All of those things that I mentioned -- the taxes, the infrastructure, the bureaucracy -- they're all fixable, but fixing them is politically difficult in the short term for a variety of reasons. To fix them you need a certain degree of political consensus, and marshaling that consensus is going to be difficult for a Temer government. It's possible, but very difficult.
Brazil's new finance minister, Henrique Meirelles, has plans for economic reform, including the country's generous pension system. This has long been an area of concern in Brazil. What sort of cuts can we expect?
We've seen very clearly in the United States how difficult that reform is. Everybody knows here in the United States that we have a problem with our Social Security system. Politicians have been talking about it for 20 or 30 years. Everybody knows what's needed to solve it, but no politician is willing to do it, because it's so politically explosive.
Will he be able to fundamentally address that big pension gap that Brazil has? I don't know. How much will he be able to do? I don't know. The problem is big. In fact, some economists say that the pension gap proportionally is much bigger in Brazil than in the United States, but the reasons are the same. People are living longer, and Brazil is also a place that has some incredibly indulgent standards on when people can retire, for example.
Does the crisis have ramifications for the country's ability to host the Olympic Games amid concerns about the Zika epidemic?
There was a lot of concern about Brazil prior to the World Cup in 2014, and a lot of bellyaching in the international media about all the problems that might occur. I know this because I was one of the bellyachers as a member of the foreign press based in Brazil.
As it turns out, everybody believed that the World Cup would be a disaster logistically, but the Brazilian soccer team would do well. It ended up being the opposite. The execution of the Cup went great -- 87 percent of foreign visitors said they wanted to come back to Brazil one day -- but Brazil lost 7-1 to Germany in the semi-final and it was a debacle.

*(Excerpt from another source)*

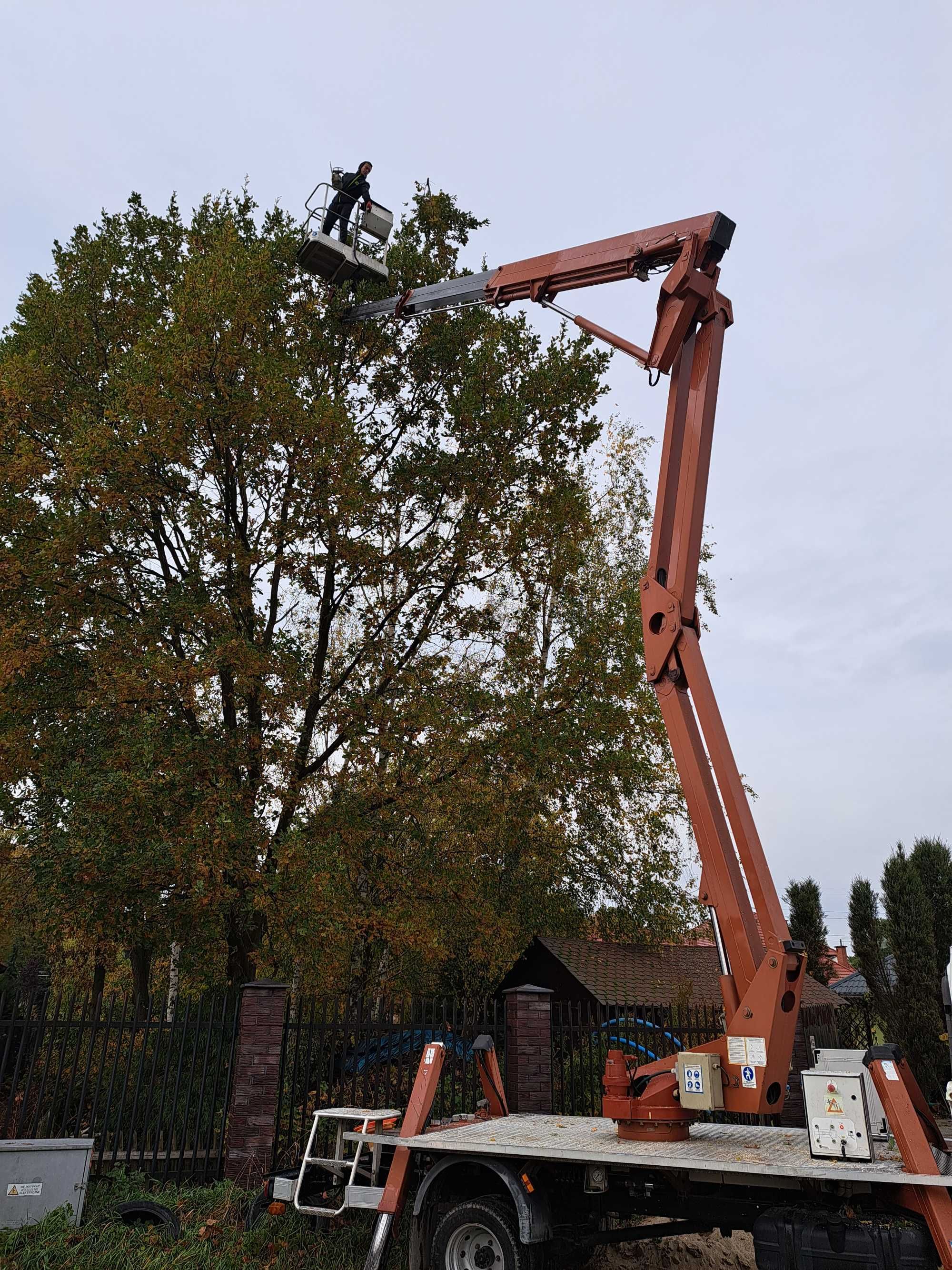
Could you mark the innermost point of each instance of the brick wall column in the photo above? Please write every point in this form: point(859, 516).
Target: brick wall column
point(253, 1104)
point(528, 1048)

I've tried to be cautious this time around about the risks to the Olympics. Brazil and Rio de Janeiro in particular do a really good job hosting parties. They have a deluge of visitors, both local and foreign, every year for New Year's and then for Carnival. I think they'll be fine, but it's worth being concerned about a government that has many issues on its plate.
It's valid to worry about them taking the eye off the ball in terms of security in particular. Brazil's a country with 60,000 homicides a year, there's the Zika epidemic that you mentioned, but I think that visitors will go to the Olympics and have a really good time.
The impeachment of Rousseff has laid bare major political and social divisions in Brazil. What would it take to unify the country?
I think to speak of unification right now, in a classical sense, is probably unrealistic. I think it's true in the United States, too. Sometimes when times are tough, you're going to have healthy debate, especially within a democracy. I don't see a Temer government being able to get 85 to 90 percent of the country on its side.
There are too many difficult things to be done, and I think the last few years have just been too contentious. I believe the debate instead will be focused on getting enough consensus in Congress and from society to do the things that can start healing the economy and ensure that important pillars of Brazil's democracy, such as the investigation of the Petrobras corruption scandal, remain in place.
If the Temer government can begin to fix the economy and show that justice will still be done and that democratic institutions are working, I think that will begin the process of politically healing the country.
This interview has been edited and condensed for clarity.